Não posso deixar de começar por notar que o que está escrito é que
“De acordo com o ARWU, Portugal é inexistente nesses campos.”
Percebo que o comentário é construtivo, e está a chamar à atenção de uma questão importante, mas não é completamente claro que exista um oásis específico nas ciências da vida que, caso fosse avaliado pelo ARWU, apareceria nessa classificação ou até mesmo por comparação com os tais “institutos de topo de tamanho semelhante internacionais.” - quais são?
Em particular, existe uma grande auto-promoção que é feita pelos próprios e, nalguns casos, também pelos jornais, pois é muito mais fácil fazer uma notícia sobre um resultado em medicina do que sobre um resultado teórico em física, matemática, química, ou engenharia, por exemplo.
Escolha-se uma instituição das que se encontram no grupo das 151-200 em medicina, por exemplo. No meu caso, optei pela Universidade de Ulm, que me parece ser insuspeita uma vez que é relativamente recente (1967), não tem aparecido de forma consistente no ARWU em medicina (uma vez em 2012 e outra em 2014, sempre em 151-200), e tem, de acordo com a wikipedia, pouco mais de 9000 estudantes, sendo pois uma universidade de pequena dimensão.
Procurando no ISI por resultados em áreas de medicina (incluindo apenas as que, por si só, têm mais de 100 hits entre 2008 e 2012), obtêm-se 5829 artigos, 68315 citações (65216 se excluírmos as auto-citações), um factor h de 96, etc.
Desses artigos, os 7 mais citados entre 2008 e 2013 têm praticamente tantas citações como todos os artigos do Instituto Champalimaud (que penso que fosse um dos tais institutos de topo) no mesmo período (5761 contra 5791).

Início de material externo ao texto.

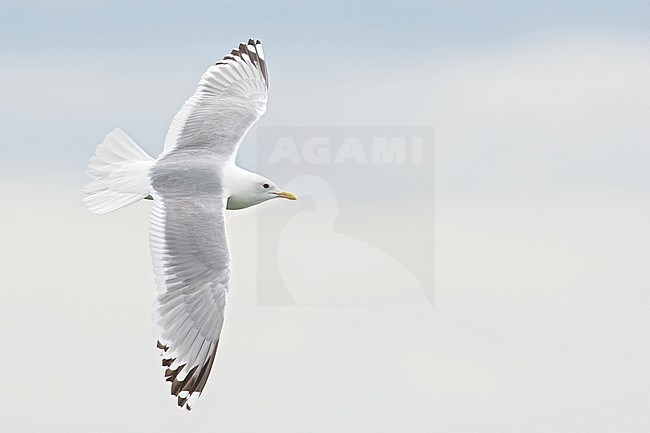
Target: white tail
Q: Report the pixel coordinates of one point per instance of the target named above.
(119, 174)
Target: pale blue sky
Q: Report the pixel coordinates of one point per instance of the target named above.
(542, 149)
(63, 60)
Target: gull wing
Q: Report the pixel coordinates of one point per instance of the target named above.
(192, 264)
(231, 96)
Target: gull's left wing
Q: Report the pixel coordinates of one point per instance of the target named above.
(231, 96)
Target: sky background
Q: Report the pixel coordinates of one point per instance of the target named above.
(540, 322)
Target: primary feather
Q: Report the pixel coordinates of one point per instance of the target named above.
(189, 184)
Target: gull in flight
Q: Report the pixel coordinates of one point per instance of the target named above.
(192, 183)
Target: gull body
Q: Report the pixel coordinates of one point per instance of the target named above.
(192, 183)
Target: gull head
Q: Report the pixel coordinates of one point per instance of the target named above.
(248, 189)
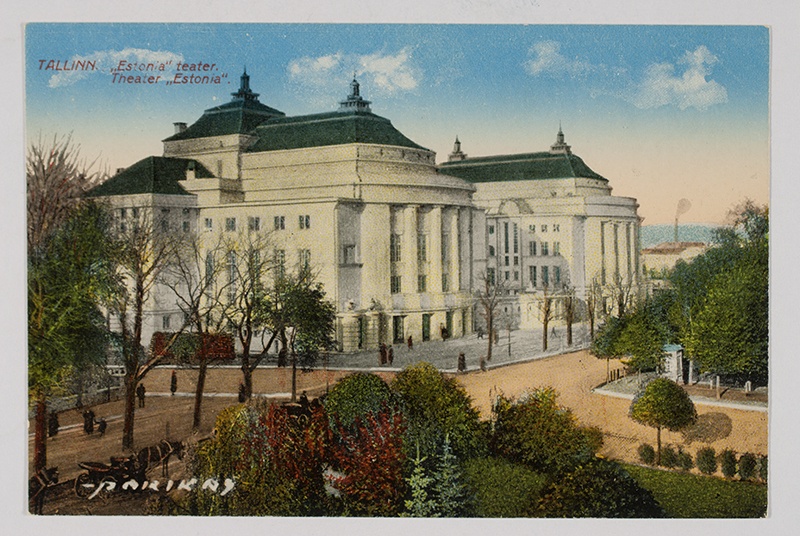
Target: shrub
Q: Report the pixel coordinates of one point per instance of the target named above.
(762, 468)
(536, 431)
(747, 466)
(685, 461)
(502, 488)
(647, 454)
(598, 489)
(707, 461)
(669, 457)
(727, 463)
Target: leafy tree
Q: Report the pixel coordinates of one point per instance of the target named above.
(502, 488)
(436, 407)
(663, 404)
(598, 488)
(355, 396)
(539, 433)
(368, 462)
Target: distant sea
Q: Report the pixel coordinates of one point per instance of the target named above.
(652, 235)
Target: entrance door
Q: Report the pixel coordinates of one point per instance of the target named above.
(398, 335)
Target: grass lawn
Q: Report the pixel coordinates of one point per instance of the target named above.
(685, 495)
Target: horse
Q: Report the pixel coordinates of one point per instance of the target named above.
(160, 453)
(38, 484)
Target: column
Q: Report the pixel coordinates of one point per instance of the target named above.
(435, 253)
(409, 249)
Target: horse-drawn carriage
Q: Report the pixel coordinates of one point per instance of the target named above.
(124, 469)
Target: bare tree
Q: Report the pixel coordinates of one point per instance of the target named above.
(192, 274)
(489, 298)
(249, 264)
(144, 249)
(56, 178)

Não se pretendeu aqui fazer uma busca muito rigorosa (estou, por exemplo, a incluir citações até Agosto de 2014), mas não me parece que possa haver grande comparação com o que quer que seja que existe em Portugal.
E, também para comparação, convém lembrar que unidades como o IMM são abrangidas pelo ARWU.
Contrariamente a António Coutinho, não quero com isto dizer que o IC ou o IMM são mediocres e que não devem ser financiados. Antes pelo contrário. Apenas chamar à atenção que se se vai pelo caminho escolhido pela actual direcção da FCT (e apoiado por António Coutinho), entramos no domínio da selecção aleatória, pelo menos para uma gama não desprezável de unidades, e que se está a correr sérios riscos de eliminar a qualidade. Um país como Portugal não se pode dar a esses luxos.